Critically, the flight will test a cryogenic upper stage developed by ISRO engineers without which the GSLV – a larger version of India’s successful, but smaller, Polar Satellite Launch Vehicle (PSLV) – looks to be doomed.

Prior to the development of its own upper stage, ISRO had been flying with Russia-supplied stages, but these are no longer available. The first attempt to launch GSLV with the home-grown stage failed in April 2010, following malfunction of the fuel booster turbo pump.

A subsequent failure in December 2010 with what is thought to be the last available Russian upper stage left the programme stalled.
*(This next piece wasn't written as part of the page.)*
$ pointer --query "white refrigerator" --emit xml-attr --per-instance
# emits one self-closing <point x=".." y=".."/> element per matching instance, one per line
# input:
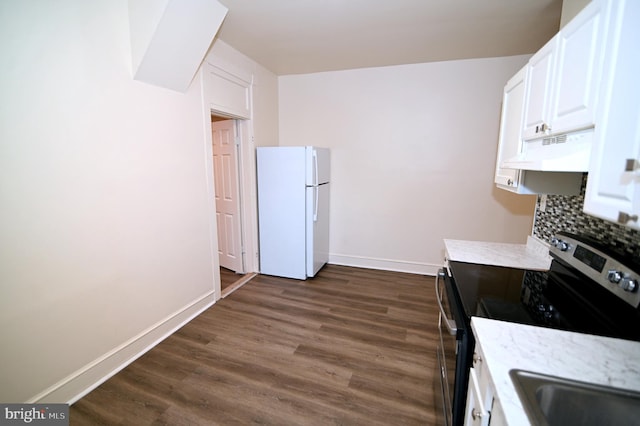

Unless it can return to flight with the early-2014 attempt, this may impact ISRO plans for more ambitious missions.

The Mangalyaan mission to Mars, launched in November 2013, is flying by PSLV rather than GSLV. The Chandrayaan-II Moon mission, scheduled for launch in 2013, and a crewed mission for 2016 will only take place if the GSLV is ready.

The early 2014 flight aims to launch India’s GSAT-14 communications satellite into a geostationary transfer orbit.